Assessment is an important component for ensuring public protection in professional licensing and certification. A model for test development assumes that test creators will ensure the validity of developed exams for the intended populations of test takers. The validation process begins with the formulation of detailed trait or construct definitions derived from theory, prior research, or systematic observation and analyses of the relevant behavior. Test items are then prepared to fit the construct definitions.3 Since the 1980s, test validity has increasingly become a significant concern, and evidence of validity in high-stakes assessment programs is now expected. Cronbach4 states that “validation was once a priestly mystery, a ritual behind the scenes, with the professional elite as witness and judge. Today it is a public spectacle combining the attractions of chess and mud wrestling.”

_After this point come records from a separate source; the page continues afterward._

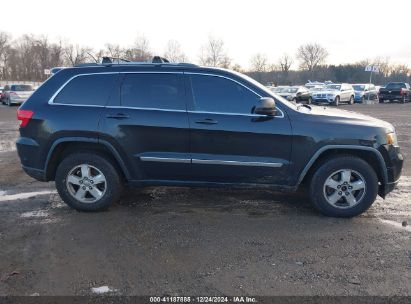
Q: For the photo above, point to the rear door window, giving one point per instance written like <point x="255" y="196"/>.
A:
<point x="92" y="89"/>
<point x="153" y="90"/>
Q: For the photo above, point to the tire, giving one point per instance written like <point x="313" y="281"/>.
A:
<point x="321" y="194"/>
<point x="97" y="168"/>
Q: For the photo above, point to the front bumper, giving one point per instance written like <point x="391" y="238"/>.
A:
<point x="394" y="161"/>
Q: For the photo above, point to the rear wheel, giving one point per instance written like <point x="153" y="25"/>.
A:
<point x="88" y="182"/>
<point x="343" y="186"/>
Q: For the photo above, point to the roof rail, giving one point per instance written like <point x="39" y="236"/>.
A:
<point x="158" y="59"/>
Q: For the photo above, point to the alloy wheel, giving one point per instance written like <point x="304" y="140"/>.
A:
<point x="86" y="183"/>
<point x="344" y="188"/>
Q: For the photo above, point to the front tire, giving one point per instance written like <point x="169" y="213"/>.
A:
<point x="344" y="186"/>
<point x="88" y="182"/>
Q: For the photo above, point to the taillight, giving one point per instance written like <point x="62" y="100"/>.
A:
<point x="24" y="116"/>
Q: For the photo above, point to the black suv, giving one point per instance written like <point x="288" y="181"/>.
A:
<point x="97" y="127"/>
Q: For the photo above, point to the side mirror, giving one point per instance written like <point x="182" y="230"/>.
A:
<point x="266" y="107"/>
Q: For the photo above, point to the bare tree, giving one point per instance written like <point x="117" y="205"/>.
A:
<point x="75" y="54"/>
<point x="4" y="46"/>
<point x="259" y="63"/>
<point x="311" y="55"/>
<point x="174" y="52"/>
<point x="214" y="54"/>
<point x="285" y="62"/>
<point x="140" y="50"/>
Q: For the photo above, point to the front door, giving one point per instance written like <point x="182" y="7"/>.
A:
<point x="230" y="144"/>
<point x="149" y="126"/>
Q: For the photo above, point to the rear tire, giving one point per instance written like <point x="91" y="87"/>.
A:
<point x="329" y="187"/>
<point x="88" y="182"/>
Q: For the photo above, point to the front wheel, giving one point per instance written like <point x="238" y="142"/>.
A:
<point x="344" y="186"/>
<point x="88" y="182"/>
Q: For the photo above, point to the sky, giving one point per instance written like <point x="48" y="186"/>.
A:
<point x="350" y="30"/>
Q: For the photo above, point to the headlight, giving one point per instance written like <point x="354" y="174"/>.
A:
<point x="392" y="139"/>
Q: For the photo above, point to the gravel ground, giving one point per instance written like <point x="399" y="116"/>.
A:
<point x="181" y="241"/>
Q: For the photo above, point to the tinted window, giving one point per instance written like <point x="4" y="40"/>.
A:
<point x="21" y="87"/>
<point x="395" y="85"/>
<point x="157" y="90"/>
<point x="87" y="90"/>
<point x="217" y="94"/>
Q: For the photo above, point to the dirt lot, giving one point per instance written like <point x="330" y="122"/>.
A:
<point x="181" y="241"/>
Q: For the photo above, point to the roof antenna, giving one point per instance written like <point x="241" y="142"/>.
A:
<point x="94" y="58"/>
<point x="158" y="59"/>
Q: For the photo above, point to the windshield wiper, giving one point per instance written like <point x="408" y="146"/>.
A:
<point x="303" y="105"/>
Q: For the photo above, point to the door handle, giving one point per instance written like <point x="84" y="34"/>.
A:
<point x="207" y="121"/>
<point x="118" y="116"/>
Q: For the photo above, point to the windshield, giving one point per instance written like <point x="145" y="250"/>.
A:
<point x="333" y="87"/>
<point x="358" y="87"/>
<point x="289" y="90"/>
<point x="394" y="86"/>
<point x="21" y="87"/>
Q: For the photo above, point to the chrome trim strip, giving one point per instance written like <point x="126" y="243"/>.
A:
<point x="235" y="163"/>
<point x="150" y="109"/>
<point x="165" y="159"/>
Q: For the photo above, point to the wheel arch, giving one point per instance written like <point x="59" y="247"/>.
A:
<point x="371" y="155"/>
<point x="66" y="145"/>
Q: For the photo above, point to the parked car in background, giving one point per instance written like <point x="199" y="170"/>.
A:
<point x="334" y="94"/>
<point x="93" y="129"/>
<point x="16" y="93"/>
<point x="296" y="94"/>
<point x="395" y="91"/>
<point x="277" y="89"/>
<point x="365" y="91"/>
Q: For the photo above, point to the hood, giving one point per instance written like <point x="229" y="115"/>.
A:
<point x="344" y="116"/>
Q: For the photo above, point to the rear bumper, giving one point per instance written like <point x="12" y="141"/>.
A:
<point x="35" y="173"/>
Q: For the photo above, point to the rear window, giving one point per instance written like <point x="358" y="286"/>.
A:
<point x="156" y="90"/>
<point x="393" y="86"/>
<point x="87" y="90"/>
<point x="21" y="87"/>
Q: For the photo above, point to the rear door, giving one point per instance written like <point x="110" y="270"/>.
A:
<point x="230" y="144"/>
<point x="148" y="124"/>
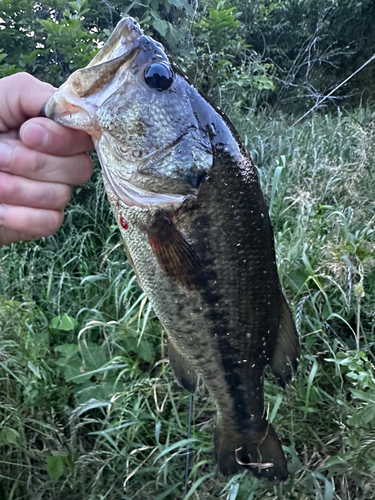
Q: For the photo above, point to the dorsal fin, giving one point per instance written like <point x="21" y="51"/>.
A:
<point x="286" y="353"/>
<point x="182" y="370"/>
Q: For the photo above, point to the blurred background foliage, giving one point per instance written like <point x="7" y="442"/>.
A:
<point x="89" y="409"/>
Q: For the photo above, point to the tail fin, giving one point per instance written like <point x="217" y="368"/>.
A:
<point x="260" y="452"/>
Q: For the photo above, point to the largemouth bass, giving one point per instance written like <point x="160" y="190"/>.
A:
<point x="197" y="233"/>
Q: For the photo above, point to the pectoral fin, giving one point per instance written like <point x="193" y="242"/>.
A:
<point x="286" y="353"/>
<point x="174" y="253"/>
<point x="182" y="370"/>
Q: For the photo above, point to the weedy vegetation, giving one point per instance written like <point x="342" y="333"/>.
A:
<point x="89" y="408"/>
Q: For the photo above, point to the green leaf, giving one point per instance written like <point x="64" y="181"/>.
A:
<point x="63" y="322"/>
<point x="160" y="26"/>
<point x="68" y="350"/>
<point x="9" y="435"/>
<point x="55" y="466"/>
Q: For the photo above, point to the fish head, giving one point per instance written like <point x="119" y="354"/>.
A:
<point x="142" y="114"/>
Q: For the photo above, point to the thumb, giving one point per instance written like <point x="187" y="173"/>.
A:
<point x="22" y="97"/>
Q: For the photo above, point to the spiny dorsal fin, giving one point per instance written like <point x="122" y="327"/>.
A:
<point x="181" y="368"/>
<point x="173" y="252"/>
<point x="286" y="353"/>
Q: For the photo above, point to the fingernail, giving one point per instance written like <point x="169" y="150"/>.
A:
<point x="6" y="152"/>
<point x="34" y="135"/>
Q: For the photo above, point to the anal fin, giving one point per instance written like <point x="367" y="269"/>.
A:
<point x="182" y="370"/>
<point x="285" y="359"/>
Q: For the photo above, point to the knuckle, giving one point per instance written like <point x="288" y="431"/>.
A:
<point x="7" y="187"/>
<point x="55" y="220"/>
<point x="21" y="79"/>
<point x="84" y="168"/>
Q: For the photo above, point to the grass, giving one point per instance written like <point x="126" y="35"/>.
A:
<point x="89" y="408"/>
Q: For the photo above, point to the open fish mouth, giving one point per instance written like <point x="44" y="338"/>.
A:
<point x="77" y="101"/>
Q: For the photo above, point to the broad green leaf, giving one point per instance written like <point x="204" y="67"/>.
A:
<point x="63" y="322"/>
<point x="55" y="466"/>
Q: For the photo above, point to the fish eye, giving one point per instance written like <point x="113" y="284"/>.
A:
<point x="159" y="76"/>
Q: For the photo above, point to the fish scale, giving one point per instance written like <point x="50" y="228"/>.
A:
<point x="196" y="228"/>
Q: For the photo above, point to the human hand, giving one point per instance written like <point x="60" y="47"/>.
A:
<point x="39" y="161"/>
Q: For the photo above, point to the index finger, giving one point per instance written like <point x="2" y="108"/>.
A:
<point x="23" y="97"/>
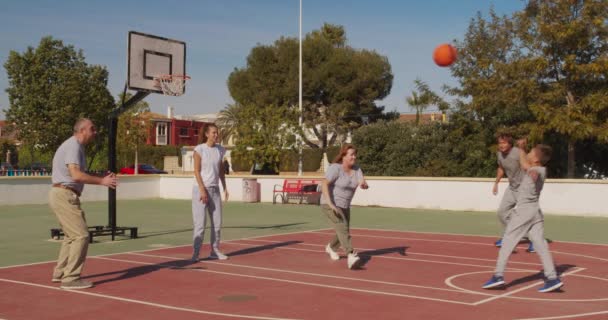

Kane5 points out that measurement is an inferential process in which limited samples are used to draw conclusions about people or organizational units. “To validate an interpretation or use of measurements is to evaluate the rationale, or argument, for the claims being made, and this in turn requires a clear statement of the proposed interpretations and uses and a critical evaluation of these interpretations and uses.”

The Standards for Educational and Psychological Testing require a verifiable close connection between the content of a test and the construct it intends to measure. “Evidence based on test content can include logical or empirical analyses of the adequacy with which the test content represents the content domain and of the relevance of the content domain to the proposed interpretation of test scores.”2

Practice/Job Analysis

Practice analysis performs a fundamental role in developing valid licensure and certification assessment tools.6 Knapp and Knapp7 define practice analysis as a systematic collection of data describing the knowledge, skills, and/or competencies required to practice a profession. The practice analysis is conducted to inquire about the work performed by professionals to document tasks essential to practice.2,8 As a process of obtaining information about professions, practice analysis is the most widely used organizational data collection technique.9 Practice analysis helps to establish test validity by creating a profile of the profession, tracking trends in professional practice, and providing information vital to the development and refinement of professional programs. It also identifies current practice standards while anticipating future change.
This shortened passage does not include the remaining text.